Opportunistic Screening for CVD Risk Factors: The Dubai Shopping for Cardiovascular Risk Study (DISCOVERY).

Author information

1
Dubai Heart Centre, Dubai Hospital, Dubai Health Authority, Dubai, United Arab Emirates. Electronic address: ahyusufali@dha.gov.ae.
2
Dubai Heart Centre, Dubai Hospital, Dubai Health Authority, Dubai, United Arab Emirates.
3
Rashid Hospital, Dubai Health Authority, Dubai, United Arab Emirates.
4
Canadian Specialist Hospital, Dubai, United Arab Emirates.
5
PHC, Dubai Health Authority, Dubai, United Arab Emirates.
6
Fujairah Hospital, Fujairah, United Arab Emirates.
7
United Arab Emirates University, Al Ain, United Arab Emirates.
8
Saif and IBHO Hospital & RAKMSU, Ras al-Khaimah, United Arab Emirates.
9
Institute of Cardiac Sciences, Sheikh Khalifa Medical City, Abu Dhabi, United Arab Emirates.

Abstract

BACKGROUND:

Comprehensive cardiovascular disease risk factor (CVDRF) screening programs are limited in the developing world. Simplifying screening can increase its utility.

OBJECTIVES:

The present study aims to estimate the burden of CVDRF in volunteers and the yield of newly discovered CVDRF comparing different sites and nationalities using this screening method.

METHODS:

Voluntary point-of-care CVDRF screening was conducted in 4 shopping malls, 9 health care facilities, and 3 labor camps in 5 cities in the United Arab Emirates.
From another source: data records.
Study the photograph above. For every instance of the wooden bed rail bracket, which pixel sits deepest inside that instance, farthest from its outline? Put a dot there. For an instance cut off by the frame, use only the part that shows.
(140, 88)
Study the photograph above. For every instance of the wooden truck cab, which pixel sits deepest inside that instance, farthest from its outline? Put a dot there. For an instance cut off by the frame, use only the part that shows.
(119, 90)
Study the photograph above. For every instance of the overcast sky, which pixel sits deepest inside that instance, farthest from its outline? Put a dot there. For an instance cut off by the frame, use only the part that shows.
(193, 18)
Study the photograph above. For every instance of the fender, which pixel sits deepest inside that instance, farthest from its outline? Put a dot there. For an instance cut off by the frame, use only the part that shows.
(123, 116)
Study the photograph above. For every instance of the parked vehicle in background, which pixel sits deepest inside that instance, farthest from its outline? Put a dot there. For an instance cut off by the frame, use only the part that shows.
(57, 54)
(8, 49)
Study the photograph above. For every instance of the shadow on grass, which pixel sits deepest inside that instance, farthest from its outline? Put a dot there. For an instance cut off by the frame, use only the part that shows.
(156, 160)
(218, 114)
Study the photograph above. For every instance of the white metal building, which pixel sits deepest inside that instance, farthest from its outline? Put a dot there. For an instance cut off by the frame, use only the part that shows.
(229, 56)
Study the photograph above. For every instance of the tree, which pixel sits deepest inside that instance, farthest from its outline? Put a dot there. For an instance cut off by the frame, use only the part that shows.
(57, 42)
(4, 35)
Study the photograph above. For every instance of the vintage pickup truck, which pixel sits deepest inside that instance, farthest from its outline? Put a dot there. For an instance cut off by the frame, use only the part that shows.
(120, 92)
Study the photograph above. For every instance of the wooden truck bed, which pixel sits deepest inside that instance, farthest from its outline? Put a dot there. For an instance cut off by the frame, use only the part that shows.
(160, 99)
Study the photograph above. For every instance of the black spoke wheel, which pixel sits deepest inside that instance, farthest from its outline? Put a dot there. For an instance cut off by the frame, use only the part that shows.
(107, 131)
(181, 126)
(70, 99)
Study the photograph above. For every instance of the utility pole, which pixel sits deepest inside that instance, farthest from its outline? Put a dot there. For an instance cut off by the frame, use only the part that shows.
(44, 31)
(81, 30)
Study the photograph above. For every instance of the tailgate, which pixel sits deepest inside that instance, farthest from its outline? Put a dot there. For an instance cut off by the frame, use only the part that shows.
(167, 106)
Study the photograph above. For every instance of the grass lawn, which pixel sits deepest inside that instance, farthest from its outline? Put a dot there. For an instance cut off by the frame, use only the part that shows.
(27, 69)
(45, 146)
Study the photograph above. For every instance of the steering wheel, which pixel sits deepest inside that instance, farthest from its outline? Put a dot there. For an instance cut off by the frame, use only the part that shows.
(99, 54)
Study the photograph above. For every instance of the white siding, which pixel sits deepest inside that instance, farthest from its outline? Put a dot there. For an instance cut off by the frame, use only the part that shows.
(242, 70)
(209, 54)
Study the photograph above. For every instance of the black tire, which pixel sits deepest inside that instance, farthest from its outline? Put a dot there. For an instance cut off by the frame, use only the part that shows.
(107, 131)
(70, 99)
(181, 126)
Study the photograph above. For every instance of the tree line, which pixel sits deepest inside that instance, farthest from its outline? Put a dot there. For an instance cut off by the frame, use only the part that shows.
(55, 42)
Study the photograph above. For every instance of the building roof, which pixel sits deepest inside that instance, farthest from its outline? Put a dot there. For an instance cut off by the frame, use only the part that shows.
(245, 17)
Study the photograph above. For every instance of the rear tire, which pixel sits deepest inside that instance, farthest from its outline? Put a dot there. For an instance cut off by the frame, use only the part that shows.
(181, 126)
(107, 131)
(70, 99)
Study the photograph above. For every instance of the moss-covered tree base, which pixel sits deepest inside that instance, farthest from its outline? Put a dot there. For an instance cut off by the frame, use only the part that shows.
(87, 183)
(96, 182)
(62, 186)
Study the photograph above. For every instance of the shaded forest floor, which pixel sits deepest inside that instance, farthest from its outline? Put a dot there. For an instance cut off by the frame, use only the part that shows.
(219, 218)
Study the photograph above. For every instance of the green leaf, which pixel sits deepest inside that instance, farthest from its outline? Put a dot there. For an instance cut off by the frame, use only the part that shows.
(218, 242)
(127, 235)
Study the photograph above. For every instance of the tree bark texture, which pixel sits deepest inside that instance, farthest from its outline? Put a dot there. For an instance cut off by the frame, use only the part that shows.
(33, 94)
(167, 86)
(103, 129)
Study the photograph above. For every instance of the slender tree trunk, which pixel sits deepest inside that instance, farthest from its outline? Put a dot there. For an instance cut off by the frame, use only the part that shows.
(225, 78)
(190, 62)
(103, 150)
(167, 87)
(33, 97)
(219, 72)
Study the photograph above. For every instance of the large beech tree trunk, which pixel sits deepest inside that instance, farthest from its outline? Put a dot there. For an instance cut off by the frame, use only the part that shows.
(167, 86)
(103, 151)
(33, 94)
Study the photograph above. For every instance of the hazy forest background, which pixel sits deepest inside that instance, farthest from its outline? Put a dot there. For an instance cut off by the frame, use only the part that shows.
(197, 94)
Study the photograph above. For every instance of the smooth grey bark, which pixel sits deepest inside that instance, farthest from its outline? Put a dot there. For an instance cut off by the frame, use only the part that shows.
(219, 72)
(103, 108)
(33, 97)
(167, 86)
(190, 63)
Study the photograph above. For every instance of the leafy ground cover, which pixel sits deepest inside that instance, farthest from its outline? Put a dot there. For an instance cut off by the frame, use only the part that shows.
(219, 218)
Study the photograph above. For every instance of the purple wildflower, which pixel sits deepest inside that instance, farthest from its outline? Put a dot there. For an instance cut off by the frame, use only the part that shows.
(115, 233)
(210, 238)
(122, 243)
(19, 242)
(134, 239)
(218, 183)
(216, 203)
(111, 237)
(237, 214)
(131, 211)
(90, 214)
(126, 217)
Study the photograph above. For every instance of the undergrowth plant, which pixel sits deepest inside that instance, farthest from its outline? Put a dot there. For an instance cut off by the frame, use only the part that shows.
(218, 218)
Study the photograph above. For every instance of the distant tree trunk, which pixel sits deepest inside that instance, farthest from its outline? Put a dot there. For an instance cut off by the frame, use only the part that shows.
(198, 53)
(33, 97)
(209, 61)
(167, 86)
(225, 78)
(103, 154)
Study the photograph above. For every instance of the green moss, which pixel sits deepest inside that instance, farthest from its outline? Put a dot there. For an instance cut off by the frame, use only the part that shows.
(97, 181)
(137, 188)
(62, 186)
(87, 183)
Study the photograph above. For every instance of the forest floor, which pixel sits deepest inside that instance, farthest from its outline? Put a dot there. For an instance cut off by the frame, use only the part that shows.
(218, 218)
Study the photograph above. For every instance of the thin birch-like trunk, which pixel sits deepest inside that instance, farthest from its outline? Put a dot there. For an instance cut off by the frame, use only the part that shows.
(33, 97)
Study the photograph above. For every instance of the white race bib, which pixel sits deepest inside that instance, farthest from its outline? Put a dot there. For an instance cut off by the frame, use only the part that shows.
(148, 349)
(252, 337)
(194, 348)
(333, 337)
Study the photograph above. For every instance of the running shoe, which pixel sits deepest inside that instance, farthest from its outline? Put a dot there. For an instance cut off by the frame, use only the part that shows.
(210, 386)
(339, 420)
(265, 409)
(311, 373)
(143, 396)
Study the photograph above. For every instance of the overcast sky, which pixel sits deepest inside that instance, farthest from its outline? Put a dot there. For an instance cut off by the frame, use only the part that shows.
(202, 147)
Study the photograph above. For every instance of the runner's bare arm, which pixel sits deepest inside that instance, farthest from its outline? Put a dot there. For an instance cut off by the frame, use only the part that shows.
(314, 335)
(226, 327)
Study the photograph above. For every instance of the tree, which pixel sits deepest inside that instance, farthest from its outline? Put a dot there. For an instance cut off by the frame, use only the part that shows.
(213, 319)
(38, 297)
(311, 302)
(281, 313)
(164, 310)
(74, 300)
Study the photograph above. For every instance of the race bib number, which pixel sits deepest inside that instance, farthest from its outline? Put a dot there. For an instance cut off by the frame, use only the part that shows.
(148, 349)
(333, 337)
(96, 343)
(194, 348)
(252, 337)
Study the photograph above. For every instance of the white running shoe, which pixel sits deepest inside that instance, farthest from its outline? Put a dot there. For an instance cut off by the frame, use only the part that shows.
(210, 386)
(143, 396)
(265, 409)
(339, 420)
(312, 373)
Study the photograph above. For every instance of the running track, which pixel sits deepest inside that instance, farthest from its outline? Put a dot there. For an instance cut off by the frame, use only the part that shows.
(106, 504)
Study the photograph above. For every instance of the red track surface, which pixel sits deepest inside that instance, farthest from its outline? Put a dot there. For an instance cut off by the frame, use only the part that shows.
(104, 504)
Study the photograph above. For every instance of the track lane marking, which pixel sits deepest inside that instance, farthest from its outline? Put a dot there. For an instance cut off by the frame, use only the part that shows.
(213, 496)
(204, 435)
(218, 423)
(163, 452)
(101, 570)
Follow-up for newly diagnosed diabetes mellitus, hypertension, and dyslipidemia was made 1 month after screening to inquire about physician consultation, confirmation of diagnosis, and lifestyle changes.

RESULTS:

A total of 4,128 subjects were screened (43% at malls, 36% at health care facilities, and 22% at labor camps). Subjects were relatively young (38 ± 11 years), predominantly male (75%), and of diverse nationalities (United Arab Emirates: 7%, other Arabs: 10%, South Asians: 74%, other Asians: 5%, and other nationalities: 5%). CVDRF were frequent (diabetes mellitus: 32%, hypertension: 31%, dyslipidemia: 69%, current smokers: 21%, obesity: 20%, and central obesity: 24%). Most subjects (85%) had ≥1 CVDRF, and many (17%) had ≥3 CVDRF. A new diagnosis of diabetes mellitus, hypertension, or dyslipidemia was uncovered in 61.5%, with the highest yield (74.0%) in labor camps. At follow-up of those with new CVDRF, positive lifestyle changes were reported in 60%, but only 33% had consulted a doctor; of these, diagnosis was confirmed in 63% for diabetes mellitus, 93% for hypertension, and 87% for dyslipidemia.

CONCLUSIONS:

In this relatively young and ethnically diverse cohort, CVDRF burden and yield of screening was high. Screening in these settings is pertinent and can be simplified.

PMID:
26271552
DOI:
10.1016/j.gheart.2015.04.008
[Indexed for MEDLINE]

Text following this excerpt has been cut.